От всех этих поездок копыта Педро поизносились. Надо было подковать его.

Мы поехали в соседний городок к кузнецу. В буковой роще тараторили сойки. Всякому чужаку, попавшему в их владения, они тотчас же готовы перемыть косточки: «Смотри-ка, женщина с конским хвостом на голове!», «Мужчина с рыжей шерстью под носом!»

Этим они очень напоминают провинциалов. Треща, вереща, сплетничая, сойки даже роняют из клюва желуди, которые собрались было отнести в свои кладовые. Болтовня, по их мнению, важнее, чем работа. Встречаются такие сойки и среди людей.
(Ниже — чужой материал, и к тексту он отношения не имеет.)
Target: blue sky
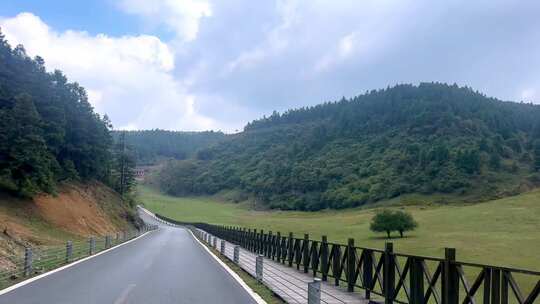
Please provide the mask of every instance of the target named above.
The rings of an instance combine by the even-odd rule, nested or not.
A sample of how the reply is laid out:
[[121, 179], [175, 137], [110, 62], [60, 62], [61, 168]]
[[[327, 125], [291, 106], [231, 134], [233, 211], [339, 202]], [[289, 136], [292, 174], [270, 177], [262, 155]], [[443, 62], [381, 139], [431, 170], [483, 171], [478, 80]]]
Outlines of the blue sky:
[[3, 0], [0, 27], [116, 128], [234, 132], [397, 83], [539, 103], [538, 14], [532, 0]]
[[91, 34], [137, 34], [139, 23], [119, 10], [111, 9], [110, 0], [3, 0], [1, 16], [32, 12], [59, 31], [83, 30]]

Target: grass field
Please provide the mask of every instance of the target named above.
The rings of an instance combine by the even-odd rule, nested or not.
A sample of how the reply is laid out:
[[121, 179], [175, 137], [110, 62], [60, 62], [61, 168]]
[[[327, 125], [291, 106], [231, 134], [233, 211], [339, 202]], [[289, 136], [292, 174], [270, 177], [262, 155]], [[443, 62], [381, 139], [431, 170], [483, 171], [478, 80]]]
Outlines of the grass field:
[[[141, 186], [139, 199], [152, 210], [180, 221], [208, 222], [247, 228], [289, 231], [310, 238], [327, 235], [331, 242], [383, 248], [384, 234], [369, 231], [377, 208], [340, 211], [253, 211], [246, 204], [210, 197], [178, 198]], [[411, 212], [419, 223], [405, 238], [393, 238], [402, 253], [443, 256], [457, 250], [458, 260], [540, 270], [540, 190], [475, 205], [395, 206]]]

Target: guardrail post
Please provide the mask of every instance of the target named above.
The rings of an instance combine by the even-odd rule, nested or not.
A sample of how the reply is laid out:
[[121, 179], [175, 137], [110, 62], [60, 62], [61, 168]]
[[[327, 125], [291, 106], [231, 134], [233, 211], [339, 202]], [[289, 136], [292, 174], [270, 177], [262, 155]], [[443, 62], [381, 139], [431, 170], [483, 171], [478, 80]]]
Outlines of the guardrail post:
[[238, 245], [234, 246], [233, 261], [236, 264], [240, 263], [240, 246], [238, 246]]
[[356, 254], [354, 250], [354, 239], [349, 239], [347, 243], [347, 291], [354, 291], [354, 273], [356, 271]]
[[111, 236], [107, 235], [105, 236], [105, 248], [111, 247]]
[[91, 237], [88, 239], [88, 255], [94, 254], [95, 250], [96, 250], [96, 239]]
[[73, 258], [73, 243], [71, 241], [67, 241], [67, 243], [66, 243], [66, 263], [71, 262], [72, 258]]
[[314, 278], [313, 282], [308, 283], [308, 304], [321, 303], [321, 279]]
[[24, 248], [24, 276], [32, 274], [32, 248]]
[[263, 281], [263, 260], [264, 256], [260, 254], [255, 258], [255, 274], [259, 283]]
[[221, 240], [221, 254], [225, 255], [225, 240]]
[[442, 276], [442, 304], [459, 303], [459, 274], [456, 262], [456, 249], [444, 249]]
[[384, 275], [383, 275], [383, 293], [384, 293], [384, 303], [392, 304], [395, 288], [395, 256], [394, 256], [394, 245], [392, 243], [386, 243], [384, 246]]

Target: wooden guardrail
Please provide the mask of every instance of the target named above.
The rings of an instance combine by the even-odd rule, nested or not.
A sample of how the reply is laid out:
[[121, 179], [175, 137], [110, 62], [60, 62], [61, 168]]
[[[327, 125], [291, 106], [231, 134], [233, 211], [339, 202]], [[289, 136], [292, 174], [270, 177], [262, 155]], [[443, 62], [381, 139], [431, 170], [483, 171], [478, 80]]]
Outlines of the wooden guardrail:
[[444, 258], [408, 255], [394, 252], [392, 243], [386, 243], [384, 249], [365, 248], [355, 246], [354, 239], [345, 245], [328, 242], [326, 236], [311, 240], [308, 234], [295, 238], [293, 233], [265, 233], [156, 216], [178, 225], [195, 226], [323, 281], [346, 286], [350, 292], [361, 289], [366, 299], [382, 297], [386, 304], [540, 302], [540, 272], [460, 262], [453, 248], [445, 249]]

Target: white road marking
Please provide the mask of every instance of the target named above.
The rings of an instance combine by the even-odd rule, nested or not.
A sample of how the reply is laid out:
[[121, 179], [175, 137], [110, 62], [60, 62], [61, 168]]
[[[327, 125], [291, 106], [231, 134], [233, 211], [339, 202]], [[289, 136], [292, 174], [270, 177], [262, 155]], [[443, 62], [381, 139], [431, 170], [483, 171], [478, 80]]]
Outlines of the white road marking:
[[114, 301], [114, 304], [125, 304], [127, 303], [127, 298], [129, 296], [129, 293], [131, 292], [131, 290], [133, 290], [133, 288], [135, 288], [135, 284], [129, 284], [126, 289], [124, 289], [124, 291], [122, 292], [122, 294], [118, 297], [118, 299], [116, 299], [116, 301]]
[[[152, 212], [146, 210], [145, 208], [143, 208], [141, 206], [138, 206], [138, 207], [142, 211], [144, 211], [146, 214], [148, 214], [148, 215], [152, 216], [153, 218], [155, 218], [156, 220], [158, 220], [160, 222], [163, 222], [165, 224], [171, 225], [171, 226], [178, 227], [178, 225], [174, 225], [174, 224], [165, 222], [165, 221], [157, 218]], [[253, 300], [255, 300], [255, 302], [257, 304], [267, 304], [266, 301], [263, 298], [261, 298], [261, 296], [258, 295], [255, 291], [253, 291], [253, 289], [251, 289], [251, 287], [249, 287], [246, 284], [246, 282], [244, 282], [244, 280], [242, 280], [242, 278], [236, 272], [234, 272], [231, 268], [229, 268], [229, 266], [227, 266], [227, 264], [223, 263], [223, 261], [220, 258], [218, 258], [212, 251], [210, 251], [210, 249], [208, 249], [208, 247], [206, 247], [203, 243], [201, 243], [201, 241], [199, 241], [199, 239], [197, 237], [195, 237], [195, 235], [193, 234], [193, 232], [190, 229], [187, 229], [187, 228], [184, 228], [184, 229], [189, 231], [189, 233], [195, 239], [195, 241], [197, 241], [199, 243], [199, 245], [201, 245], [206, 250], [206, 252], [208, 252], [210, 254], [210, 256], [213, 257], [219, 263], [219, 265], [221, 265], [221, 267], [223, 267], [227, 271], [227, 273], [229, 273], [229, 275], [231, 275], [231, 277], [233, 277], [233, 279], [235, 279], [238, 282], [238, 284], [240, 284], [240, 286], [242, 286], [242, 288], [244, 288], [246, 290], [246, 292], [253, 298]]]
[[229, 266], [223, 263], [223, 261], [220, 258], [218, 258], [212, 251], [210, 251], [208, 247], [206, 247], [203, 243], [201, 243], [201, 241], [199, 241], [199, 239], [195, 237], [195, 235], [193, 234], [191, 230], [189, 229], [186, 229], [186, 230], [189, 231], [189, 233], [191, 233], [191, 236], [193, 236], [193, 238], [204, 249], [206, 249], [206, 251], [219, 263], [219, 265], [225, 268], [225, 270], [238, 282], [238, 284], [240, 284], [240, 286], [242, 286], [247, 291], [247, 293], [255, 300], [255, 302], [257, 302], [258, 304], [266, 304], [266, 301], [263, 298], [261, 298], [261, 296], [259, 296], [255, 291], [253, 291], [253, 289], [251, 289], [251, 287], [249, 287], [246, 284], [246, 282], [244, 282], [244, 280], [242, 280], [242, 278], [236, 272], [234, 272], [231, 268], [229, 268]]

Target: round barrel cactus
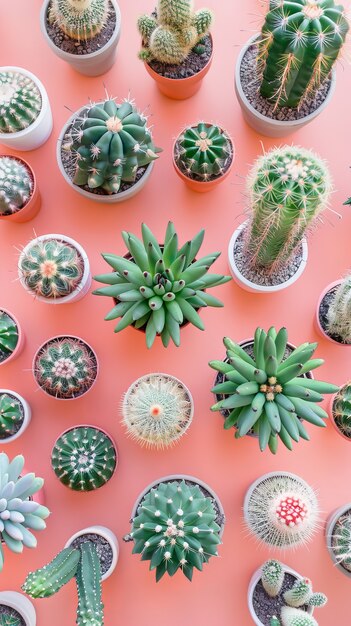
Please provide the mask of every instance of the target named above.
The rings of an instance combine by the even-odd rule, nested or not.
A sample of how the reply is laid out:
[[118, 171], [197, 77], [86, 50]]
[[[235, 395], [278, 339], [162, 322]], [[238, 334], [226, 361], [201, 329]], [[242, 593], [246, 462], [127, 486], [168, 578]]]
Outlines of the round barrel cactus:
[[331, 547], [337, 563], [351, 572], [351, 515], [349, 513], [337, 520], [331, 536]]
[[33, 179], [24, 163], [14, 157], [0, 157], [0, 215], [22, 209], [33, 191]]
[[351, 344], [351, 274], [345, 276], [329, 306], [327, 332]]
[[16, 349], [18, 328], [15, 321], [0, 309], [0, 363], [5, 361]]
[[109, 14], [109, 0], [51, 0], [48, 18], [68, 37], [86, 41], [101, 32]]
[[219, 126], [199, 122], [178, 137], [174, 158], [186, 176], [207, 182], [223, 175], [229, 167], [233, 145]]
[[37, 119], [41, 104], [40, 91], [29, 76], [0, 68], [0, 133], [27, 128]]
[[18, 398], [0, 393], [0, 439], [15, 435], [23, 423], [24, 409]]
[[334, 420], [345, 437], [351, 438], [351, 381], [341, 387], [333, 403]]

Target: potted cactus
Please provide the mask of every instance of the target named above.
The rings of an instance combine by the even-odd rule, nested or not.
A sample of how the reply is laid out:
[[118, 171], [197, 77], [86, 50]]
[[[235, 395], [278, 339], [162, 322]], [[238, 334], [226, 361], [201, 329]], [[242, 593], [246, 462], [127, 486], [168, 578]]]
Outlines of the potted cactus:
[[208, 9], [193, 10], [193, 0], [158, 0], [139, 17], [139, 58], [165, 96], [184, 100], [200, 89], [212, 63], [212, 21]]
[[0, 220], [28, 222], [40, 204], [36, 178], [27, 161], [0, 154]]
[[66, 235], [41, 235], [30, 241], [20, 254], [18, 274], [25, 290], [47, 304], [81, 300], [91, 286], [87, 254]]
[[28, 428], [32, 412], [28, 402], [10, 389], [0, 389], [0, 443], [11, 443]]
[[234, 146], [217, 125], [199, 122], [187, 126], [173, 146], [173, 166], [179, 178], [193, 191], [211, 191], [230, 173]]
[[0, 309], [0, 365], [16, 359], [23, 350], [24, 335], [12, 313]]
[[52, 131], [49, 98], [40, 80], [22, 67], [0, 67], [0, 143], [34, 150]]
[[346, 441], [351, 440], [351, 382], [348, 381], [330, 402], [330, 416], [337, 432]]
[[302, 420], [325, 427], [328, 413], [317, 403], [339, 388], [304, 377], [324, 363], [313, 358], [317, 343], [295, 348], [286, 328], [274, 326], [257, 328], [253, 340], [238, 344], [224, 337], [223, 343], [226, 359], [209, 363], [218, 372], [211, 410], [221, 412], [224, 428], [234, 428], [237, 439], [253, 435], [261, 451], [268, 446], [276, 454], [279, 439], [289, 450], [300, 437], [309, 440]]
[[115, 62], [121, 35], [116, 0], [44, 0], [40, 27], [51, 50], [81, 74], [99, 76]]
[[74, 400], [87, 393], [98, 375], [95, 352], [83, 339], [59, 335], [45, 341], [33, 359], [36, 383], [48, 396]]
[[315, 326], [323, 338], [340, 346], [351, 345], [351, 274], [324, 289], [317, 304]]
[[326, 208], [331, 179], [324, 161], [298, 146], [259, 157], [247, 179], [248, 221], [232, 235], [229, 267], [247, 291], [286, 289], [306, 267], [306, 234]]
[[145, 185], [160, 148], [133, 101], [107, 97], [72, 115], [57, 143], [64, 179], [95, 202], [122, 202]]
[[256, 626], [316, 626], [314, 609], [327, 603], [308, 578], [274, 559], [253, 574], [247, 599]]
[[17, 591], [0, 591], [0, 626], [36, 626], [35, 608]]
[[51, 466], [57, 478], [73, 491], [99, 489], [112, 478], [117, 462], [115, 443], [95, 426], [65, 430], [51, 453]]
[[260, 34], [236, 64], [235, 90], [246, 122], [283, 137], [316, 118], [335, 89], [333, 68], [349, 24], [334, 0], [271, 1]]
[[165, 476], [138, 497], [131, 516], [133, 554], [150, 561], [156, 582], [180, 570], [190, 581], [194, 568], [217, 556], [224, 530], [224, 511], [212, 489], [192, 476]]
[[189, 389], [170, 374], [146, 374], [124, 395], [123, 424], [140, 445], [166, 448], [179, 441], [194, 415]]
[[340, 572], [351, 578], [351, 504], [345, 504], [332, 513], [327, 521], [328, 552]]
[[107, 287], [93, 293], [112, 296], [114, 307], [105, 319], [121, 318], [115, 332], [132, 325], [145, 332], [148, 348], [157, 335], [161, 336], [165, 347], [170, 339], [179, 346], [180, 329], [186, 323], [204, 330], [199, 309], [223, 306], [206, 290], [226, 283], [230, 276], [208, 274], [219, 252], [196, 260], [204, 230], [181, 248], [178, 248], [178, 235], [172, 222], [168, 222], [161, 245], [145, 224], [141, 232], [142, 241], [132, 233], [122, 232], [128, 248], [126, 256], [102, 255], [114, 271], [95, 276], [95, 280]]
Тесная городская кузница — это лошадиная парикмахерская. Запах горелых копыт вызвал у меня воспоминания детства: деревенским парнишкой я раздувал мехи, а дедушка и кузнец набивали лошади новые подковы. Здесь, в этой кузнице, политый водой каменный уголь тоже шипел и потрескивал, когда под напором воздуха пламя прожигало черную спекшуюся корку угольной мелочи. Но парнишки у мехов здесь и в помине не было: мехи приводились в действие электричеством. Ученики и подмастерья могут делать куда более полезную работу.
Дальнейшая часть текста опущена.